Manguso is, instead, a memoirist who works in miniature. Before 300 Arguments, she wrote four much-admired short books about segments of her life, including The Two Kinds of Decay, which explored her years-long battle with a debilitating autoimmune disorder, and Ongoingness, the story of the journals she has kept for years. Compulsively recording her experiences in a diary became an unmooring compulsion, but the book itself rescues aphoristic fragments from the whole. In it, she writes looping, cryptic sentences such as, “I reread my favorite books to make sure they’re still perfect, but rereading them wears away at their perfection.” She is always mining her own experiences for material, but she is not confessional; she uses terseness and brevity as weapons. If no word is out of place, then it is much more difficult to question or undermine her truth.

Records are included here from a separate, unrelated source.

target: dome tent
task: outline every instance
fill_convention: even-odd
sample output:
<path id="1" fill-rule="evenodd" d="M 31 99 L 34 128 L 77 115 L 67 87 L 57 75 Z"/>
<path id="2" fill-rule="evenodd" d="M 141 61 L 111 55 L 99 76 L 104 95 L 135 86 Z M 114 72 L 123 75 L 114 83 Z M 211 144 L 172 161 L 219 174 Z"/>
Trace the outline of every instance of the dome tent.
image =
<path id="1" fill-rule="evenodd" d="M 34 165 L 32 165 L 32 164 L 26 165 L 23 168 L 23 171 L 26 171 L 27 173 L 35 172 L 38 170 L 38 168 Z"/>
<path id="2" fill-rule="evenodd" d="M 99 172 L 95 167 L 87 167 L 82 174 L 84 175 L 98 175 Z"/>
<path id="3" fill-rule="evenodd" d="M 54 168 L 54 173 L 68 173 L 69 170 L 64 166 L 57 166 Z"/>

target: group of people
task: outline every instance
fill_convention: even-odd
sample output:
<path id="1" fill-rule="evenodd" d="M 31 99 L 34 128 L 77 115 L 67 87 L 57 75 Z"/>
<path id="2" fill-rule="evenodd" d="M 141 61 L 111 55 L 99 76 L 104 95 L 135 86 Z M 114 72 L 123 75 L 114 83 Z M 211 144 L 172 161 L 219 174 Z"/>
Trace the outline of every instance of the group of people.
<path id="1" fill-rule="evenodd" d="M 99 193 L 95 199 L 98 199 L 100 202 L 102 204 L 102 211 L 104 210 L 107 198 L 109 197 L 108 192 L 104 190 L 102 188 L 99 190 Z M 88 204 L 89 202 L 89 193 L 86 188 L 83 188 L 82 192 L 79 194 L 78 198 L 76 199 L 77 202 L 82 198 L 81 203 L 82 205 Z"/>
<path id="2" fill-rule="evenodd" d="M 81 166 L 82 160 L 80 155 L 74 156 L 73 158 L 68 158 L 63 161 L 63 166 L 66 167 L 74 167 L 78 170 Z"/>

If there is any point at which I bristle at Manguso’s lifelong enthusiasm with being brief, it is that she regularly equates excess with vulgarity. She talks often about “rescuing sentences” from bloated books, and refers to her own project as “a short book composed entirely of what I hoped would be a long book’s quotable passages.” There is a romance in this—the perfect book, with no gristle on it—but also it implies that there is something obscene about writers who choose to give in to their hunger and go long on a subject. It can be daunting to read a book like Manguso’s, because you walk away from it thinking, I am almost certainly doing too much.

Manguso’s need to write short has sharpened her lines into diamonds, but it has also driven her slightly mad, and it has caused her to perseverate over words to the detriment of her happiness and, as she admits, her health. These arguments are forged out of hard work and sustained effort, and also out of pain. It is impossible to read them without feeling for her; for what it took to write on such a tight leash.